Major Points to Ponder
Finding the right balance between excitement and pragmatism towards Gen AI is key. There is no one-size-fits-all approach, as the viability of adopting Gen AI tools is unique to each organisation’s reality. Thinking beyond immediate gains and focussing on devising long-term plans should be of utmost priority in boardroom discussions.
Consider these key aspects when making decisions on Gen AI implementation:
- Justified Use Case: Gen AI has several use cases that can impact marketing, customer service, product design, analytics, software development, and other functions. However, before implementing it, a specific pain point should be identified, which a Gen AI tool can then alleviate. Businesses should carefully evaluate whether the use case is applicable and within scope, and whether adopting a Gen AI tool can accelerate value creation and the fulfilment of their overall objectives and key results.
- Infrastructure Integration: Implementing Gen AI without having a robust technical infrastructure in your organisation is a recipe for failure. Selecting the right foundation models upfront as well as the supporting natural languages and programming languages are the building blocks for subsequent platform engineering, process transformation, and automation efforts. CTOs need to conduct a thorough assessment of their current technology landscape to identify potential issues in the existing architecture and iron out compatibility issues while integrating the new solution.
- People and Skillset: Involving people with the right know-how, skills, and foresight towards implementing Gen AI is another key piece of the puzzle. It is important to drive cultural buy-in by involving different teams and collectively understanding its benefits and pitfalls through pilot initiatives. If the existing bandwidth is limited, this could necessitate hiring new talent or partnering with subject matter experts to bring the latest research and insights to the table.

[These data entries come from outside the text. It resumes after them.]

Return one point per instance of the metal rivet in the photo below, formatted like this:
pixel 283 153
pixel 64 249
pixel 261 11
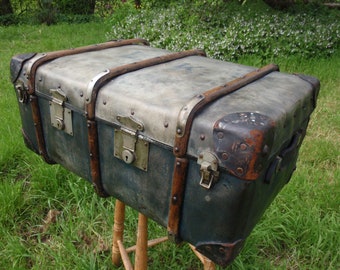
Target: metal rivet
pixel 239 170
pixel 243 146
pixel 265 149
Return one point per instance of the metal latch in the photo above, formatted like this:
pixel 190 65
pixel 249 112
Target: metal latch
pixel 128 145
pixel 22 92
pixel 61 117
pixel 209 169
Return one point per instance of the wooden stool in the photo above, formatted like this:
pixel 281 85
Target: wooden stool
pixel 120 253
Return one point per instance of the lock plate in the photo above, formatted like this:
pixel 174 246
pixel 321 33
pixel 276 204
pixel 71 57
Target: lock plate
pixel 209 169
pixel 129 146
pixel 61 117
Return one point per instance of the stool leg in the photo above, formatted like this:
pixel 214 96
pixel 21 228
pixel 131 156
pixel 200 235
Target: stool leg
pixel 141 259
pixel 118 230
pixel 207 263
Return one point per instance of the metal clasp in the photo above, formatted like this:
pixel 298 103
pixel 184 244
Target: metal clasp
pixel 209 169
pixel 61 117
pixel 22 92
pixel 128 145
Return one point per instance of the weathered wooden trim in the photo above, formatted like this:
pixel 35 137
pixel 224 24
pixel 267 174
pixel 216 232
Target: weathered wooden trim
pixel 57 54
pixel 105 78
pixel 34 101
pixel 183 134
pixel 118 71
pixel 39 130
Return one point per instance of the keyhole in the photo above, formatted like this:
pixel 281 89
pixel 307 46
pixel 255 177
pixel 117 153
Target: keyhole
pixel 128 156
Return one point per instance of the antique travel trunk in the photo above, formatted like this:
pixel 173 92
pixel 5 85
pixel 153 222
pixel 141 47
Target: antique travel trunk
pixel 201 146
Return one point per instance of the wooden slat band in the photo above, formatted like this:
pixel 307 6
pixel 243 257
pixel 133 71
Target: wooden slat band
pixel 39 130
pixel 118 71
pixel 183 135
pixel 94 158
pixel 105 78
pixel 57 54
pixel 49 57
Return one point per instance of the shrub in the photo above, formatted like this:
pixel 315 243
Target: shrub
pixel 229 35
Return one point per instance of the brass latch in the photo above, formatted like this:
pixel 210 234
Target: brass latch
pixel 61 117
pixel 209 169
pixel 128 145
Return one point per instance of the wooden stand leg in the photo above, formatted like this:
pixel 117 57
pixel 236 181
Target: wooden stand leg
pixel 141 259
pixel 118 230
pixel 119 253
pixel 207 264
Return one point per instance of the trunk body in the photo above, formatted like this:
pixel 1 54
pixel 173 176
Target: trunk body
pixel 200 146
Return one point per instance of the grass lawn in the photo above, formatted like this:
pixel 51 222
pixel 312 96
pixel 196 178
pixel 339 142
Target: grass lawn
pixel 52 219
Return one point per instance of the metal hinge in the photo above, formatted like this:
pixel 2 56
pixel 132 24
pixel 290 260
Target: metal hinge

- Return on Investment: Implementing transformative Gen AI use cases comes with significant financial implications and risks. Due diligence and in-depth cost-benefit analysis must be conducted to investigate if the intended results can be achieved from the investment. The upfront costs to adopt the use cases are typically high, so companies need to have a sufficient safety net to get through the initial phase where direct returns might be scarce.

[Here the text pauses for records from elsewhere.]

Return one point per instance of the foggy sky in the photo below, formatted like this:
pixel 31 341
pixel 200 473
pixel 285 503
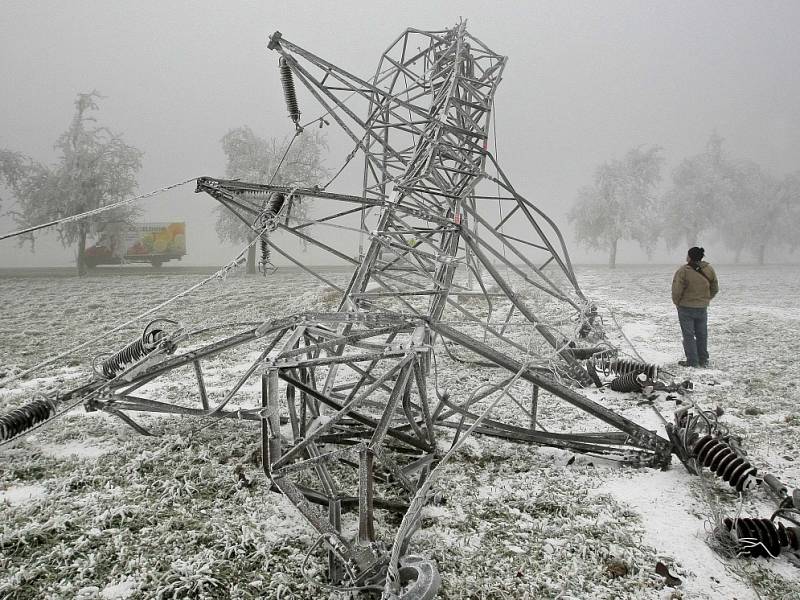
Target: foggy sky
pixel 585 82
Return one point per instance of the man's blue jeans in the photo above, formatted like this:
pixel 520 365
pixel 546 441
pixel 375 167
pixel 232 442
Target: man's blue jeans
pixel 694 326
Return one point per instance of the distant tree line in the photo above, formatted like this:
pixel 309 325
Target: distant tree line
pixel 711 194
pixel 94 168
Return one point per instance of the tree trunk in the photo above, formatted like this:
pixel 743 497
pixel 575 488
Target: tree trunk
pixel 612 255
pixel 81 260
pixel 251 257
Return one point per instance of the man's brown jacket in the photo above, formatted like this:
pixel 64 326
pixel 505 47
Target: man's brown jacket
pixel 693 289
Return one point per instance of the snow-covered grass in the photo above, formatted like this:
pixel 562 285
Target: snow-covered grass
pixel 90 509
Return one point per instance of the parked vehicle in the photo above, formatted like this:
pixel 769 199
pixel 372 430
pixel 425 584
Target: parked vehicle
pixel 154 243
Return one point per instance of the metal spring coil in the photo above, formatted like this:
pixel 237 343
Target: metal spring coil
pixel 265 252
pixel 287 82
pixel 275 204
pixel 624 366
pixel 722 460
pixel 630 382
pixel 134 351
pixel 762 537
pixel 25 417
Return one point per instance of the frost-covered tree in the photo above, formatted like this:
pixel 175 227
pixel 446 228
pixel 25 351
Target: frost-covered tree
pixel 620 203
pixel 95 167
pixel 254 159
pixel 702 187
pixel 760 211
pixel 13 167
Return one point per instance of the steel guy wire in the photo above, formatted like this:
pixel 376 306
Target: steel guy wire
pixel 95 211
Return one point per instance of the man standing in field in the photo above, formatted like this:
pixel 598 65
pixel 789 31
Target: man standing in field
pixel 693 287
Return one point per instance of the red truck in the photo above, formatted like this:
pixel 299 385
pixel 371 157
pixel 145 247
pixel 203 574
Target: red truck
pixel 154 243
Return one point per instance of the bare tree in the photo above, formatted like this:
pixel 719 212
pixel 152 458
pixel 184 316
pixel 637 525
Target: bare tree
pixel 95 168
pixel 620 203
pixel 257 160
pixel 759 214
pixel 702 187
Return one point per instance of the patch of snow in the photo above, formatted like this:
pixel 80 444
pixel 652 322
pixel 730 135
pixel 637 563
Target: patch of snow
pixel 83 449
pixel 119 591
pixel 21 494
pixel 674 525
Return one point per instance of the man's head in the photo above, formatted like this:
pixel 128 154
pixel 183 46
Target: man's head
pixel 695 254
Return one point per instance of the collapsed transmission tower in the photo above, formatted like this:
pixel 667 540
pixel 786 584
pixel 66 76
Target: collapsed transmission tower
pixel 349 418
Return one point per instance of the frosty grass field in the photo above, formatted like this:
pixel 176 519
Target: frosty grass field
pixel 90 509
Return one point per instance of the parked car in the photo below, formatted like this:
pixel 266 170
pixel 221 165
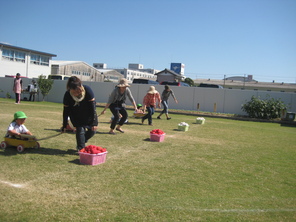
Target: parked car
pixel 210 85
pixel 174 83
pixel 145 81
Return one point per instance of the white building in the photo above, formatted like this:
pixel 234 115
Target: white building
pixel 29 63
pixel 80 69
pixel 137 71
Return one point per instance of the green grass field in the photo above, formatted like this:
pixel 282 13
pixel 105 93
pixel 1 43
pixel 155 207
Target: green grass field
pixel 224 170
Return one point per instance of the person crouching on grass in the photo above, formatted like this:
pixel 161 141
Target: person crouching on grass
pixel 17 127
pixel 149 102
pixel 116 104
pixel 80 106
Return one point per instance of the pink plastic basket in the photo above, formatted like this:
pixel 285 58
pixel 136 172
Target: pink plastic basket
pixel 92 159
pixel 156 137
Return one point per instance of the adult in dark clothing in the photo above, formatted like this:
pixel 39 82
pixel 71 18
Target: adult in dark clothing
pixel 80 106
pixel 165 101
pixel 116 104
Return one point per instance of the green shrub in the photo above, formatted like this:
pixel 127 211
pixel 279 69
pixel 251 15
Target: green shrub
pixel 268 108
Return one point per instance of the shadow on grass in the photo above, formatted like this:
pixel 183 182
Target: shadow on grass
pixel 11 151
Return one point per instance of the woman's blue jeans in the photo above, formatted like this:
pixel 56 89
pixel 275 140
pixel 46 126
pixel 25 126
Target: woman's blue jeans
pixel 148 116
pixel 83 134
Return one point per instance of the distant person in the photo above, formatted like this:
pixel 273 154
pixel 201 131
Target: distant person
pixel 116 104
pixel 17 88
pixel 149 102
pixel 16 128
pixel 80 105
pixel 165 101
pixel 32 90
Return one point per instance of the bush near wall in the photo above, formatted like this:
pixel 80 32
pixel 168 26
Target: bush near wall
pixel 268 108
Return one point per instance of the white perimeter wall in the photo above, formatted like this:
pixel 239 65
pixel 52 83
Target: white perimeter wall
pixel 224 100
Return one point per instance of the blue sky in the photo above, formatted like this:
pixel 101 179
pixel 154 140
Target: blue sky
pixel 212 38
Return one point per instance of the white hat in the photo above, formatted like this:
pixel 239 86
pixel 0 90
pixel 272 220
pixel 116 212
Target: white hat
pixel 152 90
pixel 123 83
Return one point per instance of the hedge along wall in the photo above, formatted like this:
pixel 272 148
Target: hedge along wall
pixel 189 98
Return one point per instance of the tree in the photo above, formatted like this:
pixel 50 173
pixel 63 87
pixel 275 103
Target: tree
pixel 189 81
pixel 44 85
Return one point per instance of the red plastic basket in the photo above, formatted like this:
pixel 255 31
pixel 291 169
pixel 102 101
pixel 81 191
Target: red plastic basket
pixel 156 137
pixel 92 159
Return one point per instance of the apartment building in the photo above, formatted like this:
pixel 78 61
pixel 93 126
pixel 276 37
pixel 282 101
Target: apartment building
pixel 29 63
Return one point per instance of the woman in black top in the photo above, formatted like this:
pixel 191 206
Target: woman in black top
pixel 80 106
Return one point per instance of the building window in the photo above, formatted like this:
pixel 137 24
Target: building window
pixel 39 60
pixel 13 55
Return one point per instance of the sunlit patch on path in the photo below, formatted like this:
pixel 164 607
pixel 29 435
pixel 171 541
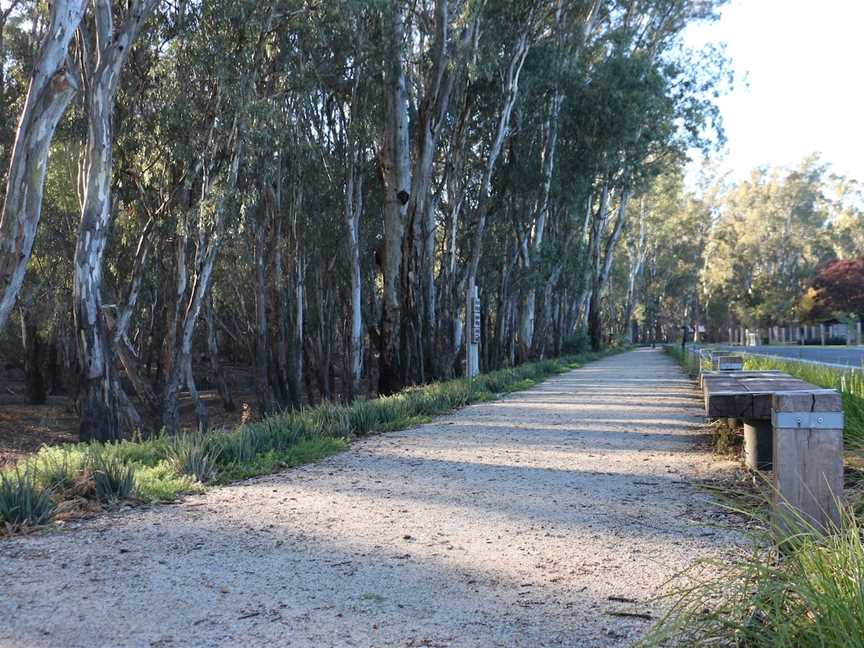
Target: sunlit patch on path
pixel 530 521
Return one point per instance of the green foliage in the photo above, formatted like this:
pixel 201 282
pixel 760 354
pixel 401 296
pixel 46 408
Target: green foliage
pixel 163 467
pixel 23 503
pixel 850 384
pixel 804 594
pixel 191 454
pixel 114 479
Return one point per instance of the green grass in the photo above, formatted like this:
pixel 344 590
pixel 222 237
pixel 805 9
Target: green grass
pixel 850 383
pixel 807 591
pixel 164 467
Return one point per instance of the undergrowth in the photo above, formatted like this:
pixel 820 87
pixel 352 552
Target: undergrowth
pixel 804 591
pixel 850 384
pixel 163 467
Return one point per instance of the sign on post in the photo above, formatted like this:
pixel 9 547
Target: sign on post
pixel 473 347
pixel 475 326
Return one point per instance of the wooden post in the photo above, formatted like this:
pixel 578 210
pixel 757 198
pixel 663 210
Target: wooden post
pixel 808 459
pixel 473 347
pixel 757 444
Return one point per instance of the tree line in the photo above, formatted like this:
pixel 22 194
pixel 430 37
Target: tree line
pixel 297 197
pixel 781 247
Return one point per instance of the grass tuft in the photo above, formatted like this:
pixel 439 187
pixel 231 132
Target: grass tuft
pixel 162 467
pixel 23 503
pixel 114 479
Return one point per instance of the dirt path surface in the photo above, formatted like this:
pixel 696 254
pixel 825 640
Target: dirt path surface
pixel 528 521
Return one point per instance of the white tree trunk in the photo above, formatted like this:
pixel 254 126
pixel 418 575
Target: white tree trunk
pixel 52 86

- Trust and Safety Mechanisms: There are a multitude of concerns pertaining to ethics, security, and misuse of Gen AI tools. Given the potential misinformation and biases that are fed into the AI models, it becomes critical that the right processes and guardrails are set in motion to address data quality and privacy concerns. Ethical implementation of Gen AI should be a non-negotiable, with senior management setting the tone.
The Road Ahead
Given the ever-increasing complexity of Gen AI, the learning curve for businesses is steep and unrelenting. While there might be a fear of lagging behind competition, it is important that C-level executives don’t get carried away by the popular narrative and act impulsively, but rather temper expectations, plan strategically, and drive informed decision-making. Embracing change as the only constant, they need to think unconventionally, lead with conviction, and be bold to challenge the status quo. With the right mix of technical infrastructure, talent and skills, investment, and risk management, organisations will be better equipped to cope with developments in the field of Gen AI, thereby becoming future-ready.
In the years to come, the automation capabilities, intelligence, speed, and scale of these tools are expected to magnify in leaps and bounds, thereby necessitating greater accountability, responsible implementation, and proper governance. It is time for organisations to bring their A-game to the forefront by keeping up with changing trends, unlocking opportunities from challenges, and seizing the business imperative.